How to map a function using multiple columns in pandas?

Question

I've checked out map, apply, mapapply, and combine, but can't seem to find a simple way of doing the following:

I have a dataframe with 10 columns. I need to pass three of them into a function that takes scalars and returns a scalar ...

some_func(int a, int b, int c) returns int d

I want to apply this and create a new column in the dataframe with the result.

df['d'] = some_func(a = df['a'], b = df['b'], c = df['c'])

All the solutions that I've found seem to suggest to rewrite some_func to work with Series instead of scalars, but this is not possible as it is part of another package. How do I elegantly do the above?

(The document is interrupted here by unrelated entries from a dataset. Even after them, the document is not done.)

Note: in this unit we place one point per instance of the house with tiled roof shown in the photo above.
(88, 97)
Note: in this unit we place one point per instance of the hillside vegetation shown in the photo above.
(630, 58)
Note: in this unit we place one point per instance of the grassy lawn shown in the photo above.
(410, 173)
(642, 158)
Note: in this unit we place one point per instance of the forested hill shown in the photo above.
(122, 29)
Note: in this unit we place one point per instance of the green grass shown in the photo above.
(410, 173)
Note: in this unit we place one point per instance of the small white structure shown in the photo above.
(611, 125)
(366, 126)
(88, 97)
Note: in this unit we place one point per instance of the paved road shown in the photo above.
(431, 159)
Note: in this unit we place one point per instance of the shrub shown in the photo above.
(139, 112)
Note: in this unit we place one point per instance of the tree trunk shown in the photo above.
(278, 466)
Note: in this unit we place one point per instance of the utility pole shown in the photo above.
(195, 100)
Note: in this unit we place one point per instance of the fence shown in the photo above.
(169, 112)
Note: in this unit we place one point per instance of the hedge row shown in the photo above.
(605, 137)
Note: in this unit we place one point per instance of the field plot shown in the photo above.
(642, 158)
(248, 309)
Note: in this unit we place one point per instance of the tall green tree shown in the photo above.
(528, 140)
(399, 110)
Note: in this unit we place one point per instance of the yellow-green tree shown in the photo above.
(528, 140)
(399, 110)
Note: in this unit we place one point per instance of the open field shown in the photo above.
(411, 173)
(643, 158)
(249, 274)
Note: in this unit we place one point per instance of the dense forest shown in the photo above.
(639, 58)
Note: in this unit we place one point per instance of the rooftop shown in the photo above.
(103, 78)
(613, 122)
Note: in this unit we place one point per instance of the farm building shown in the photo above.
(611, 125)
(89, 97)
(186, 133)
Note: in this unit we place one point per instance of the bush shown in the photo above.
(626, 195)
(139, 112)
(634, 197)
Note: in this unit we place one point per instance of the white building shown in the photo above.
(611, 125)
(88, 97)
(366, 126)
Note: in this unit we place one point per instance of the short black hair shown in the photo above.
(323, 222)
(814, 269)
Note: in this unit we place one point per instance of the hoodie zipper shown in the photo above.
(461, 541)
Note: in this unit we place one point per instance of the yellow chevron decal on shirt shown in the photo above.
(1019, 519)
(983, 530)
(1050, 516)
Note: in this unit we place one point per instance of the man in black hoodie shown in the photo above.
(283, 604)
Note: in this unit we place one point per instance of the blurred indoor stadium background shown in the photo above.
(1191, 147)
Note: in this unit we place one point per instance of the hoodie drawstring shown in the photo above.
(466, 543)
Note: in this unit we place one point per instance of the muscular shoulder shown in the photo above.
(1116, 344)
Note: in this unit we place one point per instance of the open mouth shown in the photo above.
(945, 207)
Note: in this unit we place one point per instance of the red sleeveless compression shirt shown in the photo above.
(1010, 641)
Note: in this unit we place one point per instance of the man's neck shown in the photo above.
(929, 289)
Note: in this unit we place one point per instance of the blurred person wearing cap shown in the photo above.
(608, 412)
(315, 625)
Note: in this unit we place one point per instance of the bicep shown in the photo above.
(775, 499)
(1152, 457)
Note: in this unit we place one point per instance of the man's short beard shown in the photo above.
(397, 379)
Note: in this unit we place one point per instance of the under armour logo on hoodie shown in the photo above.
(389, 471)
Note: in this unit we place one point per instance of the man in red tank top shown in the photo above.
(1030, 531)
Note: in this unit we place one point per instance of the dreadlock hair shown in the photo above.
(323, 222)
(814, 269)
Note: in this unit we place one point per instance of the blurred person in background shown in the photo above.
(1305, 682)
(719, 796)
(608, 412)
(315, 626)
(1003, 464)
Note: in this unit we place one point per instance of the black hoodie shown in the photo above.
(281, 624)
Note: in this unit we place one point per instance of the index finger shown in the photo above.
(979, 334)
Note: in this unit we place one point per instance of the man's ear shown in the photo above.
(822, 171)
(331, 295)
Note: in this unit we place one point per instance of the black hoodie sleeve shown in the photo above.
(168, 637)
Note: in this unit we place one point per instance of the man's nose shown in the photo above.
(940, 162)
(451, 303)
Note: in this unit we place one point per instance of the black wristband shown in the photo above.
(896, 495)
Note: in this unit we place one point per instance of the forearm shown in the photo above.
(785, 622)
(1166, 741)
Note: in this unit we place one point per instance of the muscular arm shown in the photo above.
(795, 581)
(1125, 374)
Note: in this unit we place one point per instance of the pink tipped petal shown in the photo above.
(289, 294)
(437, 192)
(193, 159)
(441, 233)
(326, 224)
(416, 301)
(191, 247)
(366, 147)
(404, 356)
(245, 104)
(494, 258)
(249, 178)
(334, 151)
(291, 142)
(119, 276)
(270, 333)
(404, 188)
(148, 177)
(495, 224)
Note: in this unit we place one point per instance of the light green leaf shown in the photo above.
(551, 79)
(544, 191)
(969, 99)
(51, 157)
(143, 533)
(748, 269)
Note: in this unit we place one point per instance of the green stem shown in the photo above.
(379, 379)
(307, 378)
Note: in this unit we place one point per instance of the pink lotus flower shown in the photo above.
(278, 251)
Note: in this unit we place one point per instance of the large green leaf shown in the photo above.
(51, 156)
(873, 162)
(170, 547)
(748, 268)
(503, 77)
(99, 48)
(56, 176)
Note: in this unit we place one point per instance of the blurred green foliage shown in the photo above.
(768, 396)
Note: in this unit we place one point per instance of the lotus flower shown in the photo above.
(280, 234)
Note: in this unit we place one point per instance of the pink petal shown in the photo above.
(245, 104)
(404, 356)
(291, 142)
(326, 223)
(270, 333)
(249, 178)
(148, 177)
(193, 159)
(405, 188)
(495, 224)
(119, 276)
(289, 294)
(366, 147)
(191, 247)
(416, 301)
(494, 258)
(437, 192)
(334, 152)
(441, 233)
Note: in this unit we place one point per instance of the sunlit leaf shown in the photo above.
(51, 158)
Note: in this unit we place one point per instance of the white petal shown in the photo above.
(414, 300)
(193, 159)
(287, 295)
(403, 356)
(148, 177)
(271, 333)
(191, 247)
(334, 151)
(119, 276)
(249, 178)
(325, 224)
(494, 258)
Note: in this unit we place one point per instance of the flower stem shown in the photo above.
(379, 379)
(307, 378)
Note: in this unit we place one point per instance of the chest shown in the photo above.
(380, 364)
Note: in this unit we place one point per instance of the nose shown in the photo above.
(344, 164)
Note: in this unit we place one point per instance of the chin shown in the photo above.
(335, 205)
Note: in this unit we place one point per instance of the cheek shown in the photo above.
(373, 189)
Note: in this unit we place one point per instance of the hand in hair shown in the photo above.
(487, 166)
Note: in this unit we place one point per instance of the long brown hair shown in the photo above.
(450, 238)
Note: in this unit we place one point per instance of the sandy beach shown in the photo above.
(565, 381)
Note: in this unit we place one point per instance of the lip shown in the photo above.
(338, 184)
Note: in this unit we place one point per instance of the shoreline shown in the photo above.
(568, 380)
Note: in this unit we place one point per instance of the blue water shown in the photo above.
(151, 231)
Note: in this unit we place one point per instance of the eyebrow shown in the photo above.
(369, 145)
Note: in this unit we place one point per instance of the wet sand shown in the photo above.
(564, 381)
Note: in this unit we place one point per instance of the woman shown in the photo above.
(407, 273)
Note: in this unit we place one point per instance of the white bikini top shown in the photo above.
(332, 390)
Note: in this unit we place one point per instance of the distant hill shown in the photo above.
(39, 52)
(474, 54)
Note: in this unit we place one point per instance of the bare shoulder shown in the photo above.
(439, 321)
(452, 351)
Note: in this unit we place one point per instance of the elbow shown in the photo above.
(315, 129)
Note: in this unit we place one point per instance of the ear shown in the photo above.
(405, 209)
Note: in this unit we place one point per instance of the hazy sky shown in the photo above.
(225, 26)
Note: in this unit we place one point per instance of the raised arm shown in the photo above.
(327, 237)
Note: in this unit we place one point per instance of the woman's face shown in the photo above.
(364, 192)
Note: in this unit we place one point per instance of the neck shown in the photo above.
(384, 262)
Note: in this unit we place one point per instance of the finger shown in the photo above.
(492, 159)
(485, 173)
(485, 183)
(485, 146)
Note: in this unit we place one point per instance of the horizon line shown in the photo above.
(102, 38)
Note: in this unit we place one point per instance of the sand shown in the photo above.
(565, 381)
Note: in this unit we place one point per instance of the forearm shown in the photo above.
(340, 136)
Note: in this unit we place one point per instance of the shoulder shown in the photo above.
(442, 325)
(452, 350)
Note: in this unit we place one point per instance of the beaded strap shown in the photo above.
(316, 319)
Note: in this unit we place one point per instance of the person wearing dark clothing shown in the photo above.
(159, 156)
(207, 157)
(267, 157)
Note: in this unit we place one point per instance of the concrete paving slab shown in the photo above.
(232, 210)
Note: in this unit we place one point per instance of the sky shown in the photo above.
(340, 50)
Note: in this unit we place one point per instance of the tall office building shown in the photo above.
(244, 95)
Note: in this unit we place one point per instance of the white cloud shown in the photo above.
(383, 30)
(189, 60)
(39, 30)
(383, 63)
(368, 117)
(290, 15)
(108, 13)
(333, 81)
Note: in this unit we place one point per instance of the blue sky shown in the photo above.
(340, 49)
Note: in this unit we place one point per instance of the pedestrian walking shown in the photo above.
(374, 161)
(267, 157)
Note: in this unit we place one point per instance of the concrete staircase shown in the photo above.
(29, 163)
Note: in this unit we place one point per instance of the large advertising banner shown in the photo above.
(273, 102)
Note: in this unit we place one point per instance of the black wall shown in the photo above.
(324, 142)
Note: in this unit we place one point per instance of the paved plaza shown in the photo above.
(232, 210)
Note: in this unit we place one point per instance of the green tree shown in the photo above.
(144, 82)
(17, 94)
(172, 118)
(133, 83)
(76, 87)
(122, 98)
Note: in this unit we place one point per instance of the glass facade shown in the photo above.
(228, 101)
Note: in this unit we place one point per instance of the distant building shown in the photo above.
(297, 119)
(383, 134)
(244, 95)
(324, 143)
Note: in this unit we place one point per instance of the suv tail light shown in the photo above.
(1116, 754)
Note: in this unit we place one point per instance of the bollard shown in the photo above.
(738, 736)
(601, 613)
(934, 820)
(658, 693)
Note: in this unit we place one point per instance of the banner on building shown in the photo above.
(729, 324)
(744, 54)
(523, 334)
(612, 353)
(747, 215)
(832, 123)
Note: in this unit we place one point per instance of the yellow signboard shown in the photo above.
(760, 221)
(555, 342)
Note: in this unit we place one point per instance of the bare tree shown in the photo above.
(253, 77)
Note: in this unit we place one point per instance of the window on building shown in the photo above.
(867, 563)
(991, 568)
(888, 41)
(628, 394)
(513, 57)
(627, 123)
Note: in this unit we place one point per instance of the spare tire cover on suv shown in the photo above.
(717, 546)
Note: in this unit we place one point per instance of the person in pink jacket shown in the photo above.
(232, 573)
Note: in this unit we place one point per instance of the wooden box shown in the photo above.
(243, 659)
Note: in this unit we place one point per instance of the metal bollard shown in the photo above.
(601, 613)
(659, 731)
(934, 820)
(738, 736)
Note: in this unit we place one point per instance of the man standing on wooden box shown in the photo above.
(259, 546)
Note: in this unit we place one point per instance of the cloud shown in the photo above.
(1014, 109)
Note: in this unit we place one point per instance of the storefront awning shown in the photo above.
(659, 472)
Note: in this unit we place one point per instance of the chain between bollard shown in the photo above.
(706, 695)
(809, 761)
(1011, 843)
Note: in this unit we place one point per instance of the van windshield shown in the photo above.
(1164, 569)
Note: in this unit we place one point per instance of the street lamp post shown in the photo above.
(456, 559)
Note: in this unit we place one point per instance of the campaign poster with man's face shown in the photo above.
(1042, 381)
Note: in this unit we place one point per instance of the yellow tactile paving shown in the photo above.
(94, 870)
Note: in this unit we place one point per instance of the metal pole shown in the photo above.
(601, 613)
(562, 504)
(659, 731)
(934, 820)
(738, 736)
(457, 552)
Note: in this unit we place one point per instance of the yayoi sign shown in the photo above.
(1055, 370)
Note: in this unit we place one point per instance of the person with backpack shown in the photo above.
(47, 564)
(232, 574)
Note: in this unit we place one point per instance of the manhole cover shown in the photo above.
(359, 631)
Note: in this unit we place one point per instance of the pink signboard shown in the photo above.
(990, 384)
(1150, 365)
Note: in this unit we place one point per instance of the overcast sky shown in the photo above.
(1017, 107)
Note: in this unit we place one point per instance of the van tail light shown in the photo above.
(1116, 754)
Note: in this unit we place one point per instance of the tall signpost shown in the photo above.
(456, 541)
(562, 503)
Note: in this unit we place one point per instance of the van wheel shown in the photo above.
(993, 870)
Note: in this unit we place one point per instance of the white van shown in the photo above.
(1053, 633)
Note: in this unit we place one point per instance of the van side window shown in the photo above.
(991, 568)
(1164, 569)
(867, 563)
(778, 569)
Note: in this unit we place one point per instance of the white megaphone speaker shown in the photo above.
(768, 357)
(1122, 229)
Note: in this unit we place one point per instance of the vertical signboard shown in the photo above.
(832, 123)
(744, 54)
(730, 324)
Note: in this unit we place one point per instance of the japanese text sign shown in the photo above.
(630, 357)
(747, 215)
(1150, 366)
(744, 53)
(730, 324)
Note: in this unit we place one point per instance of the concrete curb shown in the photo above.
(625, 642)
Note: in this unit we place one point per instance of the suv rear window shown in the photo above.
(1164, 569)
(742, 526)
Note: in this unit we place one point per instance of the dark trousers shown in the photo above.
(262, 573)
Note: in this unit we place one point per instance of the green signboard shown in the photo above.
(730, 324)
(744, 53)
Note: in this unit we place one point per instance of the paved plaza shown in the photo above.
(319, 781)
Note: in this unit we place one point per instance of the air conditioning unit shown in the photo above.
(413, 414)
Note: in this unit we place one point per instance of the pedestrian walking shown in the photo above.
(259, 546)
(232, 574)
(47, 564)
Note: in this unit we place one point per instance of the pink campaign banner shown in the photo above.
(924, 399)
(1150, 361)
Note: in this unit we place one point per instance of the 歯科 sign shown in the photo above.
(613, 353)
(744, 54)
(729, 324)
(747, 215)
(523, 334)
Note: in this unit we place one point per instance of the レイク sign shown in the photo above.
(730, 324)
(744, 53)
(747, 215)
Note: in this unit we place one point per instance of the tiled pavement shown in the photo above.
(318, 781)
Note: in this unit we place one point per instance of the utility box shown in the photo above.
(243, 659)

It depends on what you functions are doing but typically you would do something like def func(row): return row['a'] * row['b'] * row['c'] df.apply( lambda row: func(row), axis = 1) ideally you want to write your function in a way so that it can operate on the entire series so it's vectorised, can you show what you are really trying to do — EdChum
– EdChum, Commented Feb 11, 2015 at 14:48
If for instance your function took Series as params then you could rewrite it to def some_func(a,b,c): return a*b*c df['d'] = some_func(df['a'], df['b'], df['c']) — EdChum
– EdChum, Commented Feb 11, 2015 at 14:50
"some_func" is a complex function that makes a SQL call to fill the data, so I have simplified it here. I'm using df.apply as suggested. — ashishsingal
– ashishsingal, Commented Feb 11, 2015 at 16:50
Hello @ashishsingal, if you agree that my answer is correct, please could you select it as the answer for this question? Cheers, Tomas — tsherwen
– tsherwen, Commented Nov 13, 2017 at 11:01

tsherwen · Accepted Answer · 2018-02-09 18:53:04Z

46

Use pd.DataFrame.apply(), as below:

df['d'] = df.apply(lambda x: some_func(a = x['a'], b = x['b'], c = x['c']), axis=1)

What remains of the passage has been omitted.